He's a goofy American businessman, she's a self-deprecating Irish teacher. They meet in a bar, enjoy a six-night fling, then part ways, agreeing to remember one another as "an extraordinarily good-smelling woman with a magical ass" and "a sturdy love-maker with a massive chin".
Then catastrophe: she's pregnant.
They deal with the situation pragmatically: he'll up sticks from New York, move in with her, propose. She accepts. This is the set-up for new Britcom Catastrophe, (Thursdays, 9.30pm SoHo), a comedy made for the UK's Channel 4 that puts a refreshing spin on an age-old idea. Stars and co-writers Sharon Horgan (who wrote the British sitcom Pulling) and Rob Delaney, (a United States comic who found fame in Britain on Twitter) play versions of themselves, adopting a blunt style of humour that relies on rude repartee.
In the hilarious first episode they bonded over their mutual hatred of a stuck-up homeopath, talked sex (and the body parts involved) and got into the nitty-gritty of the birthing process.
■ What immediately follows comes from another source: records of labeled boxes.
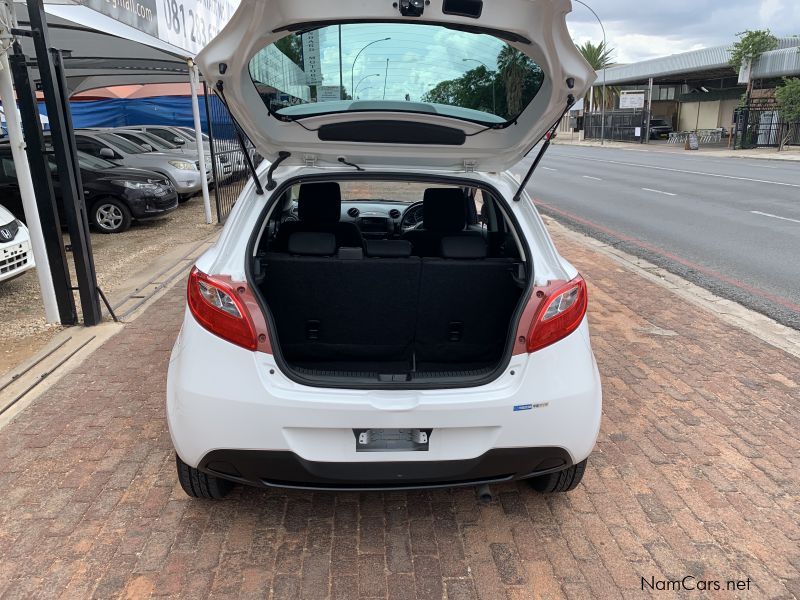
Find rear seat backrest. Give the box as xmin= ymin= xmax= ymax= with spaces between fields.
xmin=416 ymin=236 xmax=521 ymax=363
xmin=262 ymin=232 xmax=421 ymax=362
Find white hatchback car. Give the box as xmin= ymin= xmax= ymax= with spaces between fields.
xmin=167 ymin=0 xmax=601 ymax=498
xmin=0 ymin=206 xmax=36 ymax=281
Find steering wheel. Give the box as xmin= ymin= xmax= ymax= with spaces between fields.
xmin=400 ymin=202 xmax=424 ymax=231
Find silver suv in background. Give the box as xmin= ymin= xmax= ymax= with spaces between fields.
xmin=75 ymin=129 xmax=211 ymax=201
xmin=108 ymin=127 xmax=233 ymax=183
xmin=129 ymin=125 xmax=247 ymax=175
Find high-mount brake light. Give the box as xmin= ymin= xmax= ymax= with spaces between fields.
xmin=528 ymin=275 xmax=589 ymax=352
xmin=186 ymin=267 xmax=258 ymax=350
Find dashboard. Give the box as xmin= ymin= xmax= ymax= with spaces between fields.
xmin=290 ymin=200 xmax=423 ymax=239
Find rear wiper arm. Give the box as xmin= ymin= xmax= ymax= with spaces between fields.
xmin=215 ymin=81 xmax=264 ymax=196
xmin=514 ymin=94 xmax=575 ymax=202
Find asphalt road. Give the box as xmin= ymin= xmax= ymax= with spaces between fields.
xmin=513 ymin=145 xmax=800 ymax=329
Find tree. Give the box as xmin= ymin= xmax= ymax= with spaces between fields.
xmin=422 ymin=65 xmax=494 ymax=113
xmin=775 ymin=77 xmax=800 ymax=150
xmin=730 ymin=29 xmax=778 ymax=69
xmin=578 ymin=41 xmax=619 ymax=112
xmin=497 ymin=46 xmax=530 ymax=118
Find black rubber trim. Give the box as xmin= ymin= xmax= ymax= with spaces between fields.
xmin=442 ymin=0 xmax=483 ymax=19
xmin=317 ymin=119 xmax=467 ymax=146
xmin=244 ymin=171 xmax=534 ymax=390
xmin=198 ymin=448 xmax=572 ymax=491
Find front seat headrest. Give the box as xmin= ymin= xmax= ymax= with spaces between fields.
xmin=297 ymin=181 xmax=342 ymax=223
xmin=422 ymin=188 xmax=467 ymax=233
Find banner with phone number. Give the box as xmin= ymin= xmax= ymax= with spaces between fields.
xmin=82 ymin=0 xmax=239 ymax=56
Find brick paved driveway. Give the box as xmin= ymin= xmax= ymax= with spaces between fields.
xmin=0 ymin=227 xmax=800 ymax=600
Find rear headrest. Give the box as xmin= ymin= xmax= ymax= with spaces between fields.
xmin=297 ymin=181 xmax=342 ymax=223
xmin=422 ymin=188 xmax=467 ymax=233
xmin=365 ymin=240 xmax=411 ymax=258
xmin=442 ymin=235 xmax=486 ymax=258
xmin=289 ymin=231 xmax=336 ymax=256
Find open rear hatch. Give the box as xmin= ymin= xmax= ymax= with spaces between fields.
xmin=197 ymin=0 xmax=595 ymax=171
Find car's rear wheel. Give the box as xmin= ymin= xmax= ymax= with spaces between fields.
xmin=528 ymin=459 xmax=588 ymax=494
xmin=175 ymin=454 xmax=234 ymax=500
xmin=92 ymin=198 xmax=133 ymax=233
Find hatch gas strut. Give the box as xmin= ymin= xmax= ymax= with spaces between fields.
xmin=514 ymin=94 xmax=575 ymax=202
xmin=215 ymin=81 xmax=266 ymax=196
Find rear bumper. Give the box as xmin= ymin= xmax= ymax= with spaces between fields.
xmin=167 ymin=312 xmax=602 ymax=482
xmin=199 ymin=447 xmax=572 ymax=490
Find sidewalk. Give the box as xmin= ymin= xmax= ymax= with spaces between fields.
xmin=553 ymin=133 xmax=800 ymax=162
xmin=0 ymin=230 xmax=800 ymax=600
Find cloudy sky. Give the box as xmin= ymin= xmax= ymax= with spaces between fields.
xmin=568 ymin=0 xmax=800 ymax=63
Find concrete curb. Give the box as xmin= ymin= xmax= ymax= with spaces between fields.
xmin=542 ymin=216 xmax=800 ymax=358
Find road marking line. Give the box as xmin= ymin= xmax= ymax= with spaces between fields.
xmin=534 ymin=200 xmax=800 ymax=312
xmin=750 ymin=210 xmax=800 ymax=223
xmin=560 ymin=154 xmax=800 ymax=188
xmin=642 ymin=188 xmax=678 ymax=196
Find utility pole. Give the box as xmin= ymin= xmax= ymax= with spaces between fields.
xmin=0 ymin=2 xmax=61 ymax=323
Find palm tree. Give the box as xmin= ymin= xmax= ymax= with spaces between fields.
xmin=497 ymin=46 xmax=529 ymax=119
xmin=578 ymin=41 xmax=619 ymax=112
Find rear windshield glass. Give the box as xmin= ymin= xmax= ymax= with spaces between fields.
xmin=250 ymin=23 xmax=544 ymax=124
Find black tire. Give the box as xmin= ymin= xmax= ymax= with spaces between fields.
xmin=175 ymin=454 xmax=234 ymax=500
xmin=528 ymin=459 xmax=588 ymax=494
xmin=90 ymin=198 xmax=133 ymax=233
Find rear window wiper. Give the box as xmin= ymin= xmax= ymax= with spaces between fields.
xmin=514 ymin=94 xmax=575 ymax=202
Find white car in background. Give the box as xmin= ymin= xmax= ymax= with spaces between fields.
xmin=0 ymin=206 xmax=36 ymax=282
xmin=167 ymin=0 xmax=602 ymax=498
xmin=129 ymin=125 xmax=247 ymax=175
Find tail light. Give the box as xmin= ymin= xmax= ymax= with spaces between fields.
xmin=186 ymin=267 xmax=258 ymax=350
xmin=527 ymin=275 xmax=589 ymax=352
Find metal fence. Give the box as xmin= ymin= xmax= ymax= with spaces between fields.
xmin=736 ymin=98 xmax=800 ymax=148
xmin=204 ymin=86 xmax=262 ymax=223
xmin=583 ymin=110 xmax=647 ymax=143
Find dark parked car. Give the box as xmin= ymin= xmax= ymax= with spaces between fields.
xmin=0 ymin=143 xmax=178 ymax=233
xmin=650 ymin=119 xmax=672 ymax=140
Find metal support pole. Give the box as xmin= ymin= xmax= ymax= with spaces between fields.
xmin=0 ymin=3 xmax=60 ymax=323
xmin=187 ymin=58 xmax=211 ymax=225
xmin=644 ymin=77 xmax=653 ymax=144
xmin=9 ymin=41 xmax=78 ymax=325
xmin=575 ymin=0 xmax=608 ymax=146
xmin=203 ymin=81 xmax=222 ymax=223
xmin=27 ymin=0 xmax=102 ymax=325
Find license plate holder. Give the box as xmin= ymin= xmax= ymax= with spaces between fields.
xmin=353 ymin=429 xmax=433 ymax=452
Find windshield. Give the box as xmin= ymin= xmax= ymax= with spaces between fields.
xmin=78 ymin=150 xmax=117 ymax=171
xmin=136 ymin=131 xmax=179 ymax=150
xmin=97 ymin=133 xmax=147 ymax=154
xmin=178 ymin=127 xmax=208 ymax=142
xmin=250 ymin=23 xmax=544 ymax=124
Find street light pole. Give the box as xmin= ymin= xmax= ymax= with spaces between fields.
xmin=350 ymin=38 xmax=392 ymax=99
xmin=353 ymin=73 xmax=381 ymax=100
xmin=461 ymin=58 xmax=497 ymax=114
xmin=575 ymin=0 xmax=608 ymax=146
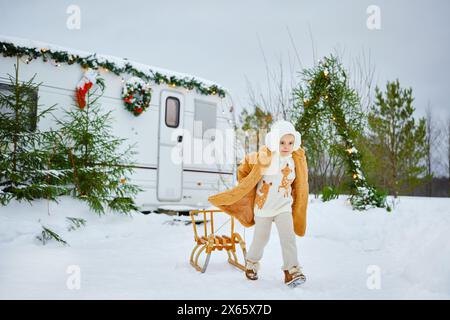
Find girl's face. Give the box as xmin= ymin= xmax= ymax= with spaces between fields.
xmin=280 ymin=134 xmax=295 ymax=156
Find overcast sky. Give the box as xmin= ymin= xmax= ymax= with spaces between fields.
xmin=0 ymin=0 xmax=450 ymax=118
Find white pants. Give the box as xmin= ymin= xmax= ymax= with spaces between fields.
xmin=247 ymin=212 xmax=299 ymax=270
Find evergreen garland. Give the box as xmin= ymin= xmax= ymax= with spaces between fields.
xmin=0 ymin=41 xmax=225 ymax=98
xmin=294 ymin=55 xmax=386 ymax=210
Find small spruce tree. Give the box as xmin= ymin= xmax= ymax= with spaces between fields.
xmin=50 ymin=74 xmax=141 ymax=213
xmin=0 ymin=58 xmax=65 ymax=205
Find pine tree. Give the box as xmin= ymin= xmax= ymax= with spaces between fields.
xmin=53 ymin=78 xmax=141 ymax=213
xmin=369 ymin=79 xmax=426 ymax=197
xmin=0 ymin=58 xmax=65 ymax=205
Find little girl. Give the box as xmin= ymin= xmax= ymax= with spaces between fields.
xmin=208 ymin=120 xmax=309 ymax=287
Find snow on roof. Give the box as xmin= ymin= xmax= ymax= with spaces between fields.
xmin=0 ymin=35 xmax=229 ymax=92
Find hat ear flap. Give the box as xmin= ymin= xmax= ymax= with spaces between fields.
xmin=265 ymin=131 xmax=280 ymax=152
xmin=293 ymin=131 xmax=302 ymax=151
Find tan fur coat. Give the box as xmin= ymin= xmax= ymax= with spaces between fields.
xmin=208 ymin=146 xmax=309 ymax=237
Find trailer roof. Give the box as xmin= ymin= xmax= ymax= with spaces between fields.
xmin=0 ymin=35 xmax=229 ymax=92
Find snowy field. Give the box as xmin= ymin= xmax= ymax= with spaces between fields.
xmin=0 ymin=197 xmax=450 ymax=299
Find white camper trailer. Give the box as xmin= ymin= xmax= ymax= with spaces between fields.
xmin=0 ymin=37 xmax=236 ymax=212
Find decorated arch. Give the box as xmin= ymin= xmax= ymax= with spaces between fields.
xmin=294 ymin=55 xmax=386 ymax=210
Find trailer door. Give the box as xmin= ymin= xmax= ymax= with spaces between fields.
xmin=157 ymin=90 xmax=184 ymax=201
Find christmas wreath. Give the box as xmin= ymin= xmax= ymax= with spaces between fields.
xmin=122 ymin=77 xmax=152 ymax=116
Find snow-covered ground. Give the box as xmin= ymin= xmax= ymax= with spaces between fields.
xmin=0 ymin=196 xmax=450 ymax=299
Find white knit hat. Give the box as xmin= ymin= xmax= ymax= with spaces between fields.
xmin=265 ymin=120 xmax=302 ymax=152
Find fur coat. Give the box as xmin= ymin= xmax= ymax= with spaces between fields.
xmin=208 ymin=146 xmax=309 ymax=237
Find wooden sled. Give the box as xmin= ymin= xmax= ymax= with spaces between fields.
xmin=189 ymin=210 xmax=247 ymax=273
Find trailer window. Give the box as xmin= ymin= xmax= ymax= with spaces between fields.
xmin=0 ymin=83 xmax=38 ymax=131
xmin=166 ymin=97 xmax=180 ymax=128
xmin=194 ymin=100 xmax=217 ymax=138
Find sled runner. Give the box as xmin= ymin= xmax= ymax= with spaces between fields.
xmin=189 ymin=210 xmax=247 ymax=273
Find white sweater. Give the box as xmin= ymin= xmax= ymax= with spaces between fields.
xmin=253 ymin=152 xmax=295 ymax=217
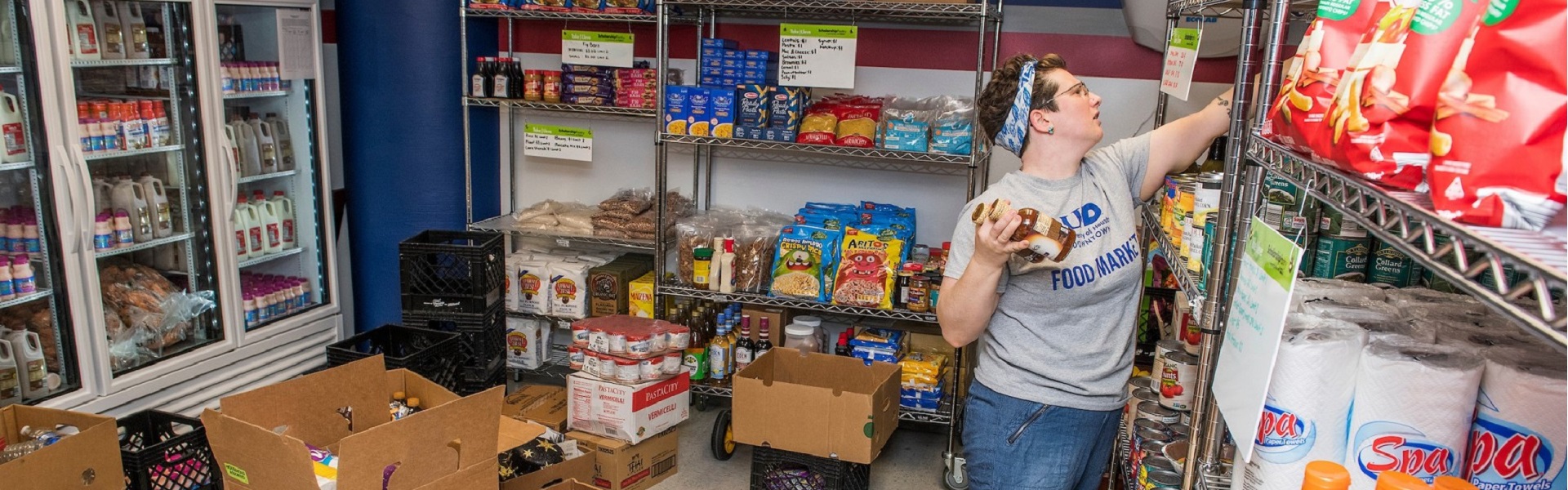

The homeopath's husband warned Rob to stay away: "You see that little troll come tobogganing out of your wife on a wave of turds - and part of you will hold her responsible."
Thankfully, it offsets its dirty mind with a sweet story - but not so sweet you need a bucket. This odd couple have found just the right balance between crude laughs and heartfelt drama, a tenderness growing within their awkward budding romance without the need for canned laughter, an overbearing soundtrack or PDA.